Me solté de él. Empecé a andar sobre mis pasos hacia Chalcot Square. Me seguía de cerca, pero no me hablaba. No obstante, sentía sus ojos a mis espaldas. Sentía cómo me penetraban. «Se lo ha inventado todo», concluí. Tiene demasiadas respuestas, y le vienen con demasiada rapidez.

Se lo dije en la puerta de entrada de mi casa. Afirmé:

– No te creo, papá.

– ¿Qué otro motivo podía tener para permanecer en silencio? -me contestó-. Iba en contra de sus propios intereses.

– Esa parte sí que me la creo -repuse-. Creo en esa parte de las veinte mil libras. Estoy seguro de que habrías pagado esa cantidad para que no me hicieran daño. Y para evitar que el abuelo se enterara de que el bicho raro de su hijo había ahogado a la rara de su hija.

– ¡Eso no es lo que sucedió!

– Ambos sabemos que así fue. -Me di la vuelta para entrar en casa.

Me cogió del brazo y me preguntó:

– ¿Creerías a tu madre?

Me giré. Debió de ver la pregunta, la incredulidad y el recelo en mi rostro, porque prosiguió sin esperar a que le respondiera.

– Me ha estado llamando. Desde los hechos de Wigmore Hall, me ha estado llamando, como mínimo, dos veces a la semana. Leyó en los periódicos lo que te había sucedido, me llamó para preguntar por ti, y no ha dejado de llamar desde entonces. Si quieres, lo arreglaré todo para que podáis veros.

– ¿De qué serviría? Me acabas de decir que no vio nada…

– ¡Gideon, por el amor de Dios! ¿Por qué crees que me dejó? ¿Por qué crees que se llevó todas las fotografías de tu hermana con ella?

Me lo quedé mirando. Intenté leer su rostro. Y mucho más que eso, intenté encontrar la respuesta a una única pregunta que no formulé en voz alta: «Aunque la viera, ¿me diría la verdad?».

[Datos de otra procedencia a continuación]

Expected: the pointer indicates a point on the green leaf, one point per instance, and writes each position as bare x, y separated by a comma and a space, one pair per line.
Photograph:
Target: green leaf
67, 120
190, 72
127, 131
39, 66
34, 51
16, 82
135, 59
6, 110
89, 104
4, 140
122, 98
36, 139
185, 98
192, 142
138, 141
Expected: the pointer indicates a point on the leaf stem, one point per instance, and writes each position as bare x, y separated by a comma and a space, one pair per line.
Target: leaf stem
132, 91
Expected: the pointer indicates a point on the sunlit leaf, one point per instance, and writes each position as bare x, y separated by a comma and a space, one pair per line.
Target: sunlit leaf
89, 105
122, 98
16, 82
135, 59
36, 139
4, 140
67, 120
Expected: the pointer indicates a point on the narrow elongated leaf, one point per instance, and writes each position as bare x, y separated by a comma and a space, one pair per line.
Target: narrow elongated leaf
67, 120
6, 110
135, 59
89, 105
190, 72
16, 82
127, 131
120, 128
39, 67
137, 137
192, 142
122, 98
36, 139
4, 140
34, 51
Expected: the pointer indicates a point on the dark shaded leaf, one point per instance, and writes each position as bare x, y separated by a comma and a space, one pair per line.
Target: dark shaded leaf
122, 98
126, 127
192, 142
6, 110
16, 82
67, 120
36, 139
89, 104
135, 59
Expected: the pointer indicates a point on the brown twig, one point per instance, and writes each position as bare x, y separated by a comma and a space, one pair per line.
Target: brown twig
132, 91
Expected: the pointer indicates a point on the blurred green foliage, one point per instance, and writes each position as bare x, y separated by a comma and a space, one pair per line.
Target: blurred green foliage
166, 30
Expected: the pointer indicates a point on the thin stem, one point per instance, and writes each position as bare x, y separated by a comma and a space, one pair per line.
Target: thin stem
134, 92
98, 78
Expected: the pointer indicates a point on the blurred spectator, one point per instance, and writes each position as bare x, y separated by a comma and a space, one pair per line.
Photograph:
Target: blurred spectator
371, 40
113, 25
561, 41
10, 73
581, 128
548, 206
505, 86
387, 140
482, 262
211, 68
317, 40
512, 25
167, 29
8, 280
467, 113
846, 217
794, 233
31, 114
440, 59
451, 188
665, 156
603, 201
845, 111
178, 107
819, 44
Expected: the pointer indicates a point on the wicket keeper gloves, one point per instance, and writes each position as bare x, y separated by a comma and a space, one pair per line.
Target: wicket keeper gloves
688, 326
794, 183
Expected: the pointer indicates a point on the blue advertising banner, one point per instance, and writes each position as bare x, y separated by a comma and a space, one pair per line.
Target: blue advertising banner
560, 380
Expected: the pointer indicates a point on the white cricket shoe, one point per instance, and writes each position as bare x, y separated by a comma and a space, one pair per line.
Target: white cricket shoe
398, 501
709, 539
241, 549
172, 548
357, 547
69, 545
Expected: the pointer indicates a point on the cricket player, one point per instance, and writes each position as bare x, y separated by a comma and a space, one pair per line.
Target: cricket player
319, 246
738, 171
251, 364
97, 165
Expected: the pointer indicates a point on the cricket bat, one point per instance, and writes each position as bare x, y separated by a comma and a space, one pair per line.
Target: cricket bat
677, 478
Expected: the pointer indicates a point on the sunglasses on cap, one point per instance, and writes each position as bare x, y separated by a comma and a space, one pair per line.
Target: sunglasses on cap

Pero papá pareció percatarse de esa pregunta en mis ojos, porque se apresuró a decir:

– Tu madre no tiene ninguna razón para mentirte, hijo. Y, sin lugar a dudas, la forma en que desapareció de nuestras vidas revela que no podía soportar la culpabilidad de vivir la farsa que yo la había obligado a vivir.

– También podría indicar que no podía soportar vivir en la misma casa que el hijo que había asesinado a su hermana.

– Entonces, deja que ella misma te lo diga.

Nos mirábamos a los ojos, y esperé una señal que me indicara que estaba inquieto. Pero no llegó.

– Puedes confiar en mí -me aseguró.

Creer en esa promesa era lo que más deseaba en el mundo.